Bank Defies Expectations by Holding Base Rate at 0.5%

15

July 2016
Threadneedle

Bank Defies Expectations by Holding Base Rate at 0.5%

Despite a majority of economists, analysts and lenders predicting a cut to the Bank of England’s base rate, the Monetary Policy Committee defied expectations and voted to maintain the rate at 0.5%

The MPC’s post-meeting report said:  “At its meeting ending on 13 July 2016, the MPC voted by a majority of 8-1 to maintain Bank Rate at 0.5%, with one member voting for a cut in Bank Rate to 0.25%.”

Expectation of a rate cut was so high that mortgage lenders began to price it into their products, dropping interest on fixed rate deals to record lows and increasing their tracker rates.

Mark Harris, CEO at SPF Private Clients, said: “Lenders are already factoring a rate cut into their pricing, with Santander increasing the premiums over base rate on some new products to protect its margins in readiness of a rate cut. Meanwhile, Scottish Widows increased the margin on its new trackers by 35 basis points [0.35%].”

This trend is expected to continue as, although the base rate remained unchanged at 0.5% this time around, a rate cut is still expected to come soon.

As Harris explained, this is “good news for first-time buyers, home movers and those remortgaging as the mortgage market is set to become even more competitive”.

Trinity Financial’s Aaron Strutt agrees that “fixed rate mortgages are set to carry on getting cheaper”.

The expectation now is that a rate cut is likely to come when the MPC meets in August and, as the Bank’s chief economist Andy Haldane explained, a rate cut is just one of the various measures likely to be employed in order to maintain economic stability and resilience in the wake of the Brexit vote.

The report from the MPC’s meeting said: “The precise size and nature of any stimulatory measures will be determined during the August forecast and the Inflation Report round.”

In August, the report said, “most members of the Committee expect monetary policy to be loosened” in the absence of “a further worsening in the trade-off between supporting growth and returning inflation to target on a sustainable basis”.
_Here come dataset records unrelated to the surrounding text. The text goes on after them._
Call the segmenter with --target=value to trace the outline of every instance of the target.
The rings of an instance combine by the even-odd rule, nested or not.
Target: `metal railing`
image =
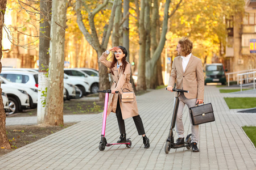
[[[225,74],[226,74],[226,76],[228,76],[228,86],[229,86],[229,82],[230,82],[230,78],[232,78],[233,81],[236,81],[236,80],[237,80],[237,85],[238,85],[239,84],[238,74],[249,73],[249,72],[254,71],[256,71],[256,69],[251,69],[251,70],[242,70],[242,71],[226,73]]]
[[[247,83],[249,83],[250,81],[252,79],[253,81],[253,89],[255,90],[255,78],[256,71],[251,71],[245,73],[241,73],[237,74],[238,77],[240,76],[240,87],[241,87],[241,91],[242,91],[242,84],[243,84],[243,80],[247,82]]]

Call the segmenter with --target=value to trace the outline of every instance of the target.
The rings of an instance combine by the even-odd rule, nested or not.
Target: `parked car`
[[[77,68],[64,69],[64,73],[71,77],[84,78],[84,80],[89,84],[90,92],[93,94],[97,92],[99,83],[98,76],[91,76]]]
[[[82,72],[85,73],[88,75],[90,76],[99,76],[98,71],[93,69],[88,69],[88,68],[78,68]]]
[[[204,66],[204,84],[207,83],[226,83],[225,70],[222,63],[207,64]]]
[[[79,68],[79,69],[90,76],[100,76],[98,71],[97,70],[88,68]],[[111,78],[112,78],[111,74],[109,73],[109,82],[111,82]]]
[[[20,87],[23,88],[28,94],[30,98],[30,107],[31,109],[35,108],[38,105],[38,88],[36,87],[28,87],[23,83],[13,83],[0,75],[0,78],[3,80],[2,84],[11,84],[14,86]]]
[[[64,71],[65,73],[65,71]],[[77,86],[82,91],[83,95],[90,93],[90,86],[83,76],[69,76],[64,73],[64,78],[71,84]]]
[[[74,85],[63,82],[64,88],[66,91],[67,100],[69,100],[71,99],[76,97],[76,88]]]
[[[23,71],[29,72],[38,73],[38,70],[36,70],[32,68],[11,68],[11,67],[3,67],[2,70],[5,71]]]
[[[38,73],[36,73],[2,70],[0,75],[14,83],[23,83],[29,87],[38,87]]]
[[[8,114],[9,112],[9,101],[8,100],[7,95],[4,92],[2,92],[2,98],[3,99],[3,109],[5,113]]]
[[[16,113],[30,108],[30,98],[27,92],[22,87],[3,83],[0,79],[2,91],[7,94],[9,102],[10,112],[8,114]]]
Haldane, whose comments come from a speech made on the 30th June, but released on Friday, said that the Bank will need to work hard to balance the economy in the immediate future and to generate a climate that will stop the “pausing and trimming in [business’] hiring and investment plans” that has already been seen.

He argued that too much action would be better than too little, given the current economic landscape. He said, making reference to his namesake Andy Dufresne from the Shawshank Redemption: “I would rather run the risk of taking a sledgehammer to crack a nut than taking a miniature rock hammer to tunnel my way out of prison – like another Andy, the one in the Shawshank Redemption. And yes I know Andy did eventually escape. But it did take him 20 years. The MPC does not have that same ‘luxury’.”

Nonetheless, he did argue that we are unlikely to see a full on crash, at least based on what we know now, but that we are likely to see some slowdown in the economy.

“While companies and consumers might not be slamming on the brakes and going into reverse as in 2008,” he said, “some are likely to be going down a few gears, perhaps even moving into neutral.

“External economists expect the UK economy to tread water over the next few quarters. That means the amount of slack in the UK economy is likely to begin steadily rising in the period ahead, perhaps causing unemployment to rise.”

He said that: “there is no sense of slash and burn. But there is a strong sense of trim and singe.”

He also assured that comparisons to today’s situation and the financial crash of 2008 were unfounded and that we are unlikely to see a crisis of that magnitude this time around.

“"The situation today could not be more different,” he said. “The UK banking system is, by an order of magnitude, better capitalised and more liquid than then."

The fall in the pound, Haldane said, could provide a necessary boost to keep underlying economic performance relatively healthy as it could bring the Bank’s long standing target of 2% inflation closer to being within reach.